Estoy a favor del referéndum. De cualquier referéndum. También del del Brexit, sí. Ya sé que a veces el resultado complica las cosas en lugar de resolverlas. Estoy de acuerdo con lo que dice el protagonista del film Brexit (HBO): “Un referéndum es una respuesta simple a un problema complejo”. Y, a pesar de todo, cualquier alternativa me parece peor, más arbitraria, menos democrática, que una consulta ciudadana libre y con garantías. El problema de Catalunya se basa, entre otras cosas, en la ausencia de esta rúbrica popular a un Estatuto de Autonomía cuyo redactado final es obra del Tribunal Constitucional. Así que, políticos catalanes y españoles de todo tipo y pelaje, métanselo en la cabeza, cualquier solución para Catalunya será agua de borrajas si no hay un referéndum al final del camino.
¿Que el referéndum divide? Bueno, este era el argumento en el que se basó Franco para prohibir los partidos políticos. Se dirá, con razón, que en este caso están en juego sentimientos y emociones. Pero eso no es novedad, ni tendría que ser una sorpresa en un territorio con evidentes características nacionales, y a la vez tan mestizo, como es Catalunya. La cuestión es que la política tendría que encauzar este problema, traducirlo en propuestas, y no exacerbarlo. Y los que se oponen al referéndum han jugado constantemente la carta del chantaje emocional. O del chantaje a secas. Si en lugar de vestiduras rasgadas, aduanas reinstaladas, apelaciones ridículas a escoger entre Miró o a Velázquez, amenazas de bloqueo político y boicot económico, se hubiera desdramatizado un poco la situación, los catalanes habrían podido vivir este debate con mucha menos angustia.

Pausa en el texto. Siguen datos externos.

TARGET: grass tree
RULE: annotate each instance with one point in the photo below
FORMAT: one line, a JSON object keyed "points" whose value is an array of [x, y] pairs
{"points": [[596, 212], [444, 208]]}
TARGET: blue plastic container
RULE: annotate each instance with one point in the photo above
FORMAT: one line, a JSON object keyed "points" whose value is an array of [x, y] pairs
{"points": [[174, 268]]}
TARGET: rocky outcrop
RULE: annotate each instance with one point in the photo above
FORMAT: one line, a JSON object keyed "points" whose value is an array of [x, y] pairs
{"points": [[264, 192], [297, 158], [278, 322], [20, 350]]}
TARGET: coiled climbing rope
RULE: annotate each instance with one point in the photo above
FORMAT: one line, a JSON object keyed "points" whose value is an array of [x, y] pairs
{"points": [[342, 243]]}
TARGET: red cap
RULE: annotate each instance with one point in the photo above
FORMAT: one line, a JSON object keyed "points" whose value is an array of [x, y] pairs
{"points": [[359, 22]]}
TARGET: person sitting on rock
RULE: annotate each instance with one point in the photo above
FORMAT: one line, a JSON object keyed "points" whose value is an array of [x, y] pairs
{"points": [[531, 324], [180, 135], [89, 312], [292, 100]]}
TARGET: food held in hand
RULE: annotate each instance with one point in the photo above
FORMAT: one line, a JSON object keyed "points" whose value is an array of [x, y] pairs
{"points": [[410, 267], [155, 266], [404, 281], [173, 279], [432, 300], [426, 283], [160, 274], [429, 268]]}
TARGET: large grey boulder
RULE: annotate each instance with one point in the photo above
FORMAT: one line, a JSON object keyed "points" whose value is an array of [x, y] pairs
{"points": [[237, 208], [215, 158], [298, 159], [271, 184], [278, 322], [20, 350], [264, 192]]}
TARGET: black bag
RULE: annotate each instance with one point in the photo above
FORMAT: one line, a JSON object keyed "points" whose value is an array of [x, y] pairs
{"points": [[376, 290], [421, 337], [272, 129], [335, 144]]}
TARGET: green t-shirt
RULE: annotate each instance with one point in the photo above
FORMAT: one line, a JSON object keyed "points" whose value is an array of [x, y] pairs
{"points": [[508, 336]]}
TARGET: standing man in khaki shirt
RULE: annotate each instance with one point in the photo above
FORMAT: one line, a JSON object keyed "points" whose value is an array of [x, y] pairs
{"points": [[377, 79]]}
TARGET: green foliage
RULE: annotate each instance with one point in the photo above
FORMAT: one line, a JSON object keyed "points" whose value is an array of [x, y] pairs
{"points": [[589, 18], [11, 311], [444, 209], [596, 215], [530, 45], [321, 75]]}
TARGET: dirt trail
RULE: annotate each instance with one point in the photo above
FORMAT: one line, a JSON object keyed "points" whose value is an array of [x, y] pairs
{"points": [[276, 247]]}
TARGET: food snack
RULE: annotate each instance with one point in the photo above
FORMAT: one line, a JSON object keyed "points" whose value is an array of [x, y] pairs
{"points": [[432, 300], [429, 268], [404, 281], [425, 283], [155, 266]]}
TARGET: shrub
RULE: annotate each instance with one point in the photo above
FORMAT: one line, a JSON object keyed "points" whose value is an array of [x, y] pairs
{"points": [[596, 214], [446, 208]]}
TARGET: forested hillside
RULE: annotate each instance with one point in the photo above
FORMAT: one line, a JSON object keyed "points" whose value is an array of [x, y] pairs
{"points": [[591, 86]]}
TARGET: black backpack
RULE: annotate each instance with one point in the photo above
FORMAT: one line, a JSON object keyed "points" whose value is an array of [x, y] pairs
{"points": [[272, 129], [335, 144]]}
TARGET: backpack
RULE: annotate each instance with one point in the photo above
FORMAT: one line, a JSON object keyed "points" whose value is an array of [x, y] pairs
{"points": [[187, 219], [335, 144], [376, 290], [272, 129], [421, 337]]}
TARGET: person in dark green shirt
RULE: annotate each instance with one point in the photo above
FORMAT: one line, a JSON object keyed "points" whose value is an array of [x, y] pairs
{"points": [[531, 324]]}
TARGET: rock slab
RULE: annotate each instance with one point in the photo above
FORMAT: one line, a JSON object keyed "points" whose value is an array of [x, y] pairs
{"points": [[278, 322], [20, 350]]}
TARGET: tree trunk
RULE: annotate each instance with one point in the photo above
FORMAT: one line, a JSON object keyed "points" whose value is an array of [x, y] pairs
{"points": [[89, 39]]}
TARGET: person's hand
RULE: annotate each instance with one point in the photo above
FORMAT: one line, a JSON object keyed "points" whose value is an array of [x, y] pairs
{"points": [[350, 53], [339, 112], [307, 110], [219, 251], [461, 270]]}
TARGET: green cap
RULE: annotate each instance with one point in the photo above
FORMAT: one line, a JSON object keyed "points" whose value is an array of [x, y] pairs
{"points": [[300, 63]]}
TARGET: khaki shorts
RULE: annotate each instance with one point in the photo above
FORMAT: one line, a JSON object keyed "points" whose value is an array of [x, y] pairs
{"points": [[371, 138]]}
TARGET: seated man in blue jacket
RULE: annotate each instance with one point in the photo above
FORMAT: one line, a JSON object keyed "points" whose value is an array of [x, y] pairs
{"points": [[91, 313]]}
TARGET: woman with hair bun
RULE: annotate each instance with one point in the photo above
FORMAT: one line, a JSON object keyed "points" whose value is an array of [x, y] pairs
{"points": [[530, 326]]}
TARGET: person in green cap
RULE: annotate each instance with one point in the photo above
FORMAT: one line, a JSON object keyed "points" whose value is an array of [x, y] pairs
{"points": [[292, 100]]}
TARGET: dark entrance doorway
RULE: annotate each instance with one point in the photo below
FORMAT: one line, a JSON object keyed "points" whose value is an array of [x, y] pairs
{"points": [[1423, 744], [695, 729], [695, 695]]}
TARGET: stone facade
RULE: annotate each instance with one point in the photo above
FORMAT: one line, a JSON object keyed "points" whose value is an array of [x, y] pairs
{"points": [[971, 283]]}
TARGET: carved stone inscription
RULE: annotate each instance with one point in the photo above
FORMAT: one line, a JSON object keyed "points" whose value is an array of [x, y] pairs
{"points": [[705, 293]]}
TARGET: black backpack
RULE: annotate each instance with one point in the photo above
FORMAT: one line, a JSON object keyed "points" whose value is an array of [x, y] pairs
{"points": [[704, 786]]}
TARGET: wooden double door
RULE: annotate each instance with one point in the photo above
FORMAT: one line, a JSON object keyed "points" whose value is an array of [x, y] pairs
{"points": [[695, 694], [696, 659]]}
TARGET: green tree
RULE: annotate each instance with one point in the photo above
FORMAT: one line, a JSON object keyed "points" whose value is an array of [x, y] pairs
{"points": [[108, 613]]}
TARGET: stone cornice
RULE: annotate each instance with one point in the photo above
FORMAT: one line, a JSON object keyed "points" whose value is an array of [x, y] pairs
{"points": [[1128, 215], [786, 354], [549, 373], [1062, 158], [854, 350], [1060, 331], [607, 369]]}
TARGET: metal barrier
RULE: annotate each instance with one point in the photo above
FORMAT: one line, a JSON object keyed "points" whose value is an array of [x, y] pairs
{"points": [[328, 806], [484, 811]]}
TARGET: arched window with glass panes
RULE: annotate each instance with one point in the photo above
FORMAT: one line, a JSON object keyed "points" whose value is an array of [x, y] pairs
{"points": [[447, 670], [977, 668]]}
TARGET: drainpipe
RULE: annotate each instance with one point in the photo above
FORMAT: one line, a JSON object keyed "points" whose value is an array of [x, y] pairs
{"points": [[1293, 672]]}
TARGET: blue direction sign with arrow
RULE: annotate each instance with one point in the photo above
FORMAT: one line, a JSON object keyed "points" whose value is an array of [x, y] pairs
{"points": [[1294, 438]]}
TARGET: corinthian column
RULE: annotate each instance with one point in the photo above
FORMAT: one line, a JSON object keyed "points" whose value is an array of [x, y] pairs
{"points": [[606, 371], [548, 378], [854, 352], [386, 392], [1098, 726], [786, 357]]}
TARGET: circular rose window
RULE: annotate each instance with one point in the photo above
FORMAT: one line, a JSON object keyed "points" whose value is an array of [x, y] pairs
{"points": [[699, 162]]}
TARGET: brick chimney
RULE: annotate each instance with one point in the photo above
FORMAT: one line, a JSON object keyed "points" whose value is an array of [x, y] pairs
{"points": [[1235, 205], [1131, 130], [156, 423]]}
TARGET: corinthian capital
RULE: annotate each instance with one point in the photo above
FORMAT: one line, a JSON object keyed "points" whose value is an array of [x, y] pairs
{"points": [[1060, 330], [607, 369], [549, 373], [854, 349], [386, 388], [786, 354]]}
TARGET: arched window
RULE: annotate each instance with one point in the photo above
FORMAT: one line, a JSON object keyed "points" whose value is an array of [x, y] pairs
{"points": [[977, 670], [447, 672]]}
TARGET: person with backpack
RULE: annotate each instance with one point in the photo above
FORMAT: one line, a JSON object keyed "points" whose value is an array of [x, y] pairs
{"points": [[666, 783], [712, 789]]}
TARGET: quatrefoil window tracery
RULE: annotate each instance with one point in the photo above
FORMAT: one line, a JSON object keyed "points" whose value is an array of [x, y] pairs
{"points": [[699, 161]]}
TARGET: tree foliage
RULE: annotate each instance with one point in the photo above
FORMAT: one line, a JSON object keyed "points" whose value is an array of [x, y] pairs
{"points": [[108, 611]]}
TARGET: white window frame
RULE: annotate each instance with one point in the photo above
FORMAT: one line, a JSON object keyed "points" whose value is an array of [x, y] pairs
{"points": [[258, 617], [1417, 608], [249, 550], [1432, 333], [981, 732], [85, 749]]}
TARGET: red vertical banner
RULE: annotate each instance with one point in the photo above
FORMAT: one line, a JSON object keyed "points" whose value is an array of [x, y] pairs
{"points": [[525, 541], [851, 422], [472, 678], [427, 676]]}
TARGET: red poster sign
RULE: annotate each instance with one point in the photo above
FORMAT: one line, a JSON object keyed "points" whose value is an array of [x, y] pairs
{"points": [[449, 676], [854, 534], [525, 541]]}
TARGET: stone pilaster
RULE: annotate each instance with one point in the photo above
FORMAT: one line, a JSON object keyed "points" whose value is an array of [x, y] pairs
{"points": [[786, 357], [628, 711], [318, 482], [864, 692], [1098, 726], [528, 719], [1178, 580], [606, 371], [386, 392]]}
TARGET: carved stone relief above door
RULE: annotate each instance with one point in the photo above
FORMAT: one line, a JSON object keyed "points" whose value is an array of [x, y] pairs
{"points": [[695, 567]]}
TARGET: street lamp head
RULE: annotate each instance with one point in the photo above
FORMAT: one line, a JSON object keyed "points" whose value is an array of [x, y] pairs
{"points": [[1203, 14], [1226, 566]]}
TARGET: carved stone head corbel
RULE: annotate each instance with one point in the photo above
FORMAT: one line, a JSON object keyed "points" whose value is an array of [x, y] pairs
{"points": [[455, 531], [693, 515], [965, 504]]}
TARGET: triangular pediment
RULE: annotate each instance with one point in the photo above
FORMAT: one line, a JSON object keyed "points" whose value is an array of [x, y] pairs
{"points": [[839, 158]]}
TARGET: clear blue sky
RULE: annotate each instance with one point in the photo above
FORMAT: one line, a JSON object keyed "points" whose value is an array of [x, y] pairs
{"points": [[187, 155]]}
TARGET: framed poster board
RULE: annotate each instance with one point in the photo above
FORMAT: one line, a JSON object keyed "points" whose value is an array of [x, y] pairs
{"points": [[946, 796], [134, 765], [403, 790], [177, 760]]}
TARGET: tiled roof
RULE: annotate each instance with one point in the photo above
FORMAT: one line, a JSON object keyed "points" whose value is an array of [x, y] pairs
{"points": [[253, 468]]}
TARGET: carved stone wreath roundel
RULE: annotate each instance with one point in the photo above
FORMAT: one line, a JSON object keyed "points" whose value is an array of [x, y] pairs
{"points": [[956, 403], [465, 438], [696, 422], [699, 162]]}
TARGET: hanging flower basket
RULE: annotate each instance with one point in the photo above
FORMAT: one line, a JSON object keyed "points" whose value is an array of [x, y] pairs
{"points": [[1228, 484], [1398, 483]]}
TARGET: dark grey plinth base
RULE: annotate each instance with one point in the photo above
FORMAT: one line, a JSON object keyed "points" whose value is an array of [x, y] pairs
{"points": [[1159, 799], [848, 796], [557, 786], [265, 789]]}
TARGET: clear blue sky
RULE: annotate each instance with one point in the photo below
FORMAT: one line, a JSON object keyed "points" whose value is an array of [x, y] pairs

Por otra parte, si el referéndum no es posible porque –digamos– las encuestas prevén un resultado demasiado reñido para ser aplicable, alguien nos tendría que decir cuál es la alternativa (me refiero a alguien del PSOE o de Podemos, por supuesto; de los líderes de la derecha no espero nada que no sea represión). Si no hay referéndum, ¿qué hacemos? Porque estoy seguro de que nadie, nadie, nadie cree que el tema catalán se vaya a resolver solo, que los independentistas dejarán de serlo por simple cansancio. Y, aunque así fuera, ¿en qué clase de país nos convierte eso? ¿Es realmente la España que quieren? ¿Edificada sobre la represión y la posterior frustración de tantos ciudadanos?
No. El envite catalán merece el respeto suficiente para, al menos, intentar darle una respuesta alternativa. Ya entiendo que estamos muy al principio, que unos tienen que decir independencia o nada, y otros independencia nunca, pero hay que ir pensando en qué es lo que se va a poner sobre la mesa; pensar qué es lo que, al final, con un apoyo mayoritario, será sometido a referéndum. Un consenso nuevo que sustituya al viejo. El consenso de 1978 fue una opción valiente, porque se saltó a la torera la legislación franquista para traer de vuelta al presidente de la Generalitat republicana, con el Ejército enfurecido (parece que no queda nada de ese coraje). En cualquier caso, ese consenso se basó en unas mayorías que ya no existen; es hora de adaptar ese consenso a la realidad de la Catalunya actual. Pensar que la solución de 1978 sirve para un país con prácticamente la mitad de independentistas es no ser realista.
Hay que plantear un nuevo status para Catalunya, y el independentismo, que cuenta con una mayoría absoluta en el Parlamento catalán, tiene derecho a abrir el baile. Y deber de ser flexible. El Gobierno español, y los partidos contrarios a la independencia, tienen que dejar de pensar que su punto de vista es más razonable por el simple hecho de que lo respalda un texto escrito hace 40 años y el poder coercitivo de las Fuerzas Armadas y la Policía.
Catalunya necesita una solución ad hoc. Es inevitable, y a pesar de los pataleos de los barones autonómicos, esta solución llegará. Tiene que ser una solución práctica y a la vez imaginativa. Tiene que implicar transferencia de soberanía y de poder político, y un freno al drenaje fiscal. Y –last but not least– tiene que abordar sin miedo cuestiones simbólicas e identitarias. Muchos catalanes se han vuelto independentistas no por dinero ni por razones prácticas, sino por ese resorte interno que Vicens Vives definió como la voluntad de ser. Y esta pulsión secular tiene que ser compatible con la legítima aspiración de miles de catalanes que no quieren dejar de ser españoles. Así que devánense los sesos, señores. Piensen en algo. Tienen que convertir en normal que en Catalunya haya seguidores de dos selecciones de fútbol distintas.
Siéntense. Ustedes que pueden, hablen, como diría Gemma Nierga.
(Pero antes, por la buena salud de todos y de la democracia, liberen a los presos políticos y dejen volver a los exiliados. Si no, no habrá manera de pasar página).